Targets are mostly dual-use technologies, having both civilian and possibly military or security purposes. “CSIS has seen a trend of state-sponsored espionage in fields that are crucial to Canada’s ability to build and sustain a prosperous, knowledge-based economy,” he said. “I’m talking about areas such as AI [artificial intelligence], quantum technology, 5G, biopharma and clean tech. In other words, the foundation of Canada’s future growth.” This according to theglobeandmail.com.
Mr. Vigneault said large corporations typically hold the most valuable information but they try to put in state-of-the-art cyber defenses, while Canadian universities are largely unaware how they are vulnerable to economic espionage and the threat of infiltration by unnamed state actors who would use their expertise to gain an edge in military technologies. This according to mobilesyrup.com.
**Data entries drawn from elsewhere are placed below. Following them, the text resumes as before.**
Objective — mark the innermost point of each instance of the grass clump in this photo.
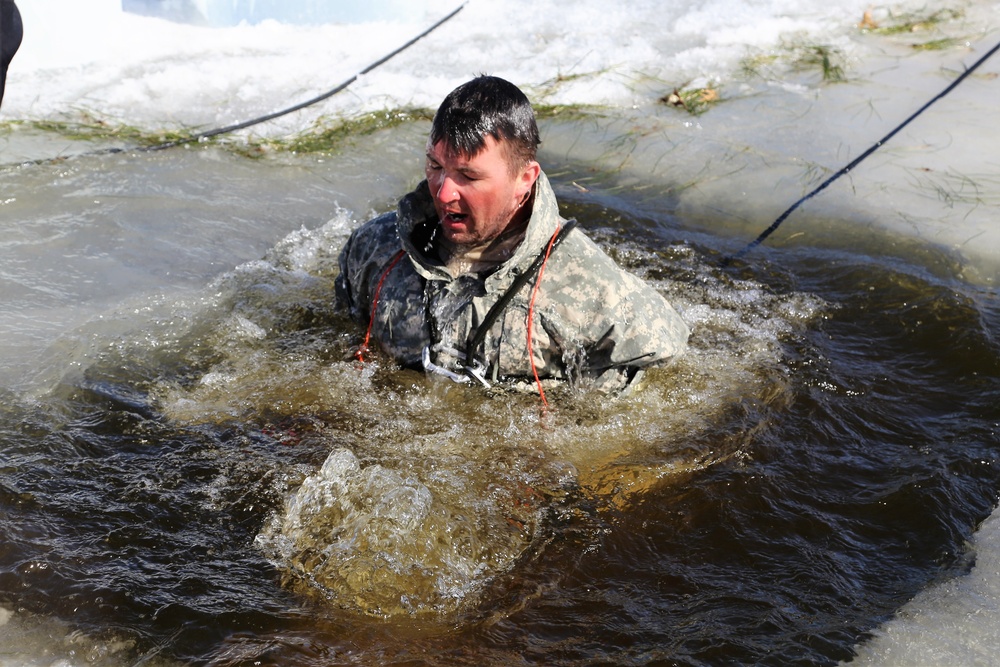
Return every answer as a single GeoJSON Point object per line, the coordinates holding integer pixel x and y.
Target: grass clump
{"type": "Point", "coordinates": [91, 128]}
{"type": "Point", "coordinates": [908, 23]}
{"type": "Point", "coordinates": [914, 24]}
{"type": "Point", "coordinates": [327, 135]}
{"type": "Point", "coordinates": [827, 61]}
{"type": "Point", "coordinates": [695, 101]}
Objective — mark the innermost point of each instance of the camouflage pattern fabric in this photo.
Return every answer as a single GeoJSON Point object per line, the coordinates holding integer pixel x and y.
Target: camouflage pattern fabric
{"type": "Point", "coordinates": [595, 325]}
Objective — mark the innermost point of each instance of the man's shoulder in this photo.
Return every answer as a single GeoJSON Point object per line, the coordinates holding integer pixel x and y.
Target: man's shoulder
{"type": "Point", "coordinates": [373, 238]}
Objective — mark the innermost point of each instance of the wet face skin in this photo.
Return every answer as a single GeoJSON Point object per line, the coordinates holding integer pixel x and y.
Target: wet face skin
{"type": "Point", "coordinates": [477, 197]}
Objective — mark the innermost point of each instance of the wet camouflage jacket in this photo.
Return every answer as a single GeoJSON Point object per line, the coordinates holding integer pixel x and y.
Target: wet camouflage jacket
{"type": "Point", "coordinates": [594, 324]}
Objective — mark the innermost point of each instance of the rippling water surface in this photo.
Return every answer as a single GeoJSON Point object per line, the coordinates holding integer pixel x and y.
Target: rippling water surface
{"type": "Point", "coordinates": [194, 470]}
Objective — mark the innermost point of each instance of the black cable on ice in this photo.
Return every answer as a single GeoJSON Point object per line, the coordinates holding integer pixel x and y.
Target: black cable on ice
{"type": "Point", "coordinates": [856, 161]}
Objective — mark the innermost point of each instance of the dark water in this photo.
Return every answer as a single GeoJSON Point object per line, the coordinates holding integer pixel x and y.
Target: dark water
{"type": "Point", "coordinates": [823, 453]}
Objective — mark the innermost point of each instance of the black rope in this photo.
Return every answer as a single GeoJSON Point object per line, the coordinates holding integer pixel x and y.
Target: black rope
{"type": "Point", "coordinates": [302, 105]}
{"type": "Point", "coordinates": [856, 161]}
{"type": "Point", "coordinates": [271, 116]}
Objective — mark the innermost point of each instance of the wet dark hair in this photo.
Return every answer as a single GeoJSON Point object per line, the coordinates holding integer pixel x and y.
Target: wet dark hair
{"type": "Point", "coordinates": [487, 105]}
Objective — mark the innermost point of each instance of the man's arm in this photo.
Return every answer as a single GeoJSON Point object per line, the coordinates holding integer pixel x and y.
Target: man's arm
{"type": "Point", "coordinates": [11, 32]}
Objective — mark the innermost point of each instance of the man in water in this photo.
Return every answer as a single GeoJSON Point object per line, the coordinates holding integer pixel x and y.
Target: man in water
{"type": "Point", "coordinates": [477, 277]}
{"type": "Point", "coordinates": [11, 32]}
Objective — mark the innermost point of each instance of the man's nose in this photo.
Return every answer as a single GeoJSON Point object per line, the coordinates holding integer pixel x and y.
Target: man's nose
{"type": "Point", "coordinates": [448, 190]}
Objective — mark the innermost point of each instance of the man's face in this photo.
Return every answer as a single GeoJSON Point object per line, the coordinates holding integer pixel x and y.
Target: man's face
{"type": "Point", "coordinates": [476, 196]}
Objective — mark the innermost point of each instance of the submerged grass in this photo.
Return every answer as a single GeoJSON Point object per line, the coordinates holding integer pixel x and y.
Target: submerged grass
{"type": "Point", "coordinates": [912, 23]}
{"type": "Point", "coordinates": [92, 128]}
{"type": "Point", "coordinates": [328, 134]}
{"type": "Point", "coordinates": [915, 24]}
{"type": "Point", "coordinates": [827, 61]}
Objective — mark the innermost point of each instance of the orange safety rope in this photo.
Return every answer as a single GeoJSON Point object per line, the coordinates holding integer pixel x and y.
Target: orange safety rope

These comments come at a time when the head of U.K.’s Secret Intelligence Service, MI6, raised concerns of Huawei, the Chinese technology giant, being involved in the development of the country’s 5G infrastructure. 5G, the next iteration of mobile network technology, could potentially help cities become more connected to smart technology.
According to Alex Younger from the MI6, “We need to decide the extent to which we are going to be comfortable with Chinese ownership of these technologies and these platforms in an environment where some of our allies have taken very definite positions”.
Echoing the words of spy chiefs in the United States, Australia and New Zealand, Mr. Younger said 5G technology – which offers faster download speeds – poses a greater national security threat than conventional mobile technology.
“With 4G there are specific modes of technology and we developed a very good understanding with Huawei of where we were able to monitor and look at that aspect of their offer,” Mr. Younger said. “That is impossible with 5G.”
The MI6 chief said the advent of 5G technology would make it more challenging to monitor Huawei technology, a task made especially difficult by China’s one-party state. “In China, they have a different legal and ethical framework,” Mr. Younger said. “They are able to use and manipulate data sets on a scale that we can only dream of.”
These concerns regarding 5G technology also come at a time when three members (New Zealand, Australia, U.S.) of the Five Eyes intelligence-sharing alliance have decided to ban Huawei from 5G networks.